Sasha Huber (b. 1975) is a Helsinki-based internationally recognised visual artist-researcher of Swiss-Haitian heritage. Huber’s work is concerned with the politics of memory, care and belonging in relation to colonial residues left in the environment. Connecting history and the present, she uses and responds to archival material within a layered creative practice that encompasses performance-based reparative interventions, video, photography, and collaborations.
Huber also usurps the staple gun, aware of its symbolic significance as a weapon, while offering the potential to renegotiate unequal power dynamics and the possibility of repair, symbolically stitching colonial
wounds together.
She holds an MA in visual culture from Aalto University in Helsinki and is presently undertaking a practice-based PhD in artistic research at the Zurich University of the Arts. Huber also works in a creative partnership with visual artist Petri Saarikko. From 2021–24 her work has been touring under the title “You Name It” which was circulated by The Power Plant Contemporary Art Gallery in Toronto.
Tabita Rezaire is a French-Guyanese-Danish artist, healer, and tech-politics researcher whose work bridges digital technology, spirituality, and ancestral knowledge. She creates immersive videos, performances, and installations that address colonial histories, cyberfeminism, and the politics of healing.
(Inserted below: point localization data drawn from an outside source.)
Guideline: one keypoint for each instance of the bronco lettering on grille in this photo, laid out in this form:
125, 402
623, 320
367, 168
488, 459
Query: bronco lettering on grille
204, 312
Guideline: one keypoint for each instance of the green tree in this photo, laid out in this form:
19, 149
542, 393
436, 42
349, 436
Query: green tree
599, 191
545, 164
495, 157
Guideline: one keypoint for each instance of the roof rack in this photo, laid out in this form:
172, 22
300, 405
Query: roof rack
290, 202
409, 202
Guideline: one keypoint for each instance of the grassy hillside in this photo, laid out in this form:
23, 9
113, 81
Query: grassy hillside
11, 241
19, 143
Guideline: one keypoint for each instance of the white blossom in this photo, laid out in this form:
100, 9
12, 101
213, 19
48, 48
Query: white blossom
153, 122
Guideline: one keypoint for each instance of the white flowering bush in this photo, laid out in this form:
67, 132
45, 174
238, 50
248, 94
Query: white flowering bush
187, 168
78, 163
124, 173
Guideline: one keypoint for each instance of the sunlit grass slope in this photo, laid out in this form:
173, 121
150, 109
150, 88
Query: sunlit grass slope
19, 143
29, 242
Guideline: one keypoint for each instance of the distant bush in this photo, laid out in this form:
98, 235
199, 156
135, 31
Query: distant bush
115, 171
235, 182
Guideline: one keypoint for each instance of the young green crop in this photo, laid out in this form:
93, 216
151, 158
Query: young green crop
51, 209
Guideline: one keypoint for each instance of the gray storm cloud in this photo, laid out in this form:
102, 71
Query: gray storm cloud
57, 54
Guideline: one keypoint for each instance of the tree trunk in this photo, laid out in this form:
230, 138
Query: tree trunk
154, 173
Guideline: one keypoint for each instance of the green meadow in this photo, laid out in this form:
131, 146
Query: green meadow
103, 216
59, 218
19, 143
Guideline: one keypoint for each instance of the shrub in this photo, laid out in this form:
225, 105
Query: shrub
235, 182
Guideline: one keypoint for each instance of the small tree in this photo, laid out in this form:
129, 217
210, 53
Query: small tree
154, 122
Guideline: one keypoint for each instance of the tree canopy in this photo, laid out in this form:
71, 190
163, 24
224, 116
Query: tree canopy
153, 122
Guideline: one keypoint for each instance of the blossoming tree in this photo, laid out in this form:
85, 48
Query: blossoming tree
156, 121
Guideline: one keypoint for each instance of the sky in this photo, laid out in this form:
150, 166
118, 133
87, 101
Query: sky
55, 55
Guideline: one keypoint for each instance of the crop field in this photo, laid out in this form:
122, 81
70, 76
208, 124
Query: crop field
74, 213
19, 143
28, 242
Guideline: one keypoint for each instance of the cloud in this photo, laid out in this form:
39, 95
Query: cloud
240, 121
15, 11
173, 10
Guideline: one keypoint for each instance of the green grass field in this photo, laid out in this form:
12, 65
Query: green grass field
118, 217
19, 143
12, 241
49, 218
In Deep Down Tidal and Premium Connect, Rezaire explores the ocean as both metaphor and infrastructure revealing the submerged histories of colonization, migration, and communication encoded in underwater data cables. Her work resists colonial fragmentation by reconnecting viewers to non-Western ways of knowing, restoring ruptured genealogies and proposing temporalities grounded in connection, ritual, and cosmic balance.
Thomas Pausz is a visual artist and speculative designer based in Reykjavík. He creates sculptural and conceptual works that explore post-human ethics, ecological inquiry, environmental storytelling, and the possibility of multispecies coexistence. Pausz’s installations often evoke hybrid worlds that exist between natural systems and human intervention. His ecological media practice creates “frictions” between life forms and technologies, probing the haunted intersections between biology, computation, and environmental ethics.
In his work Double Capture, he invites us into the intimate, sensuous choreography of pollination, not as a biological process alone, but as a relational, time-based performance between species. The greenhouse becomes a living instrument, attuned to the secret signals exchanged between flowers and their pollinators: the vibratory language of touch, color, scent, and invisible electromagnetic pulses. Double Capture refers to the act of pollination, where the flower “captures” the pollinator, and vice versa.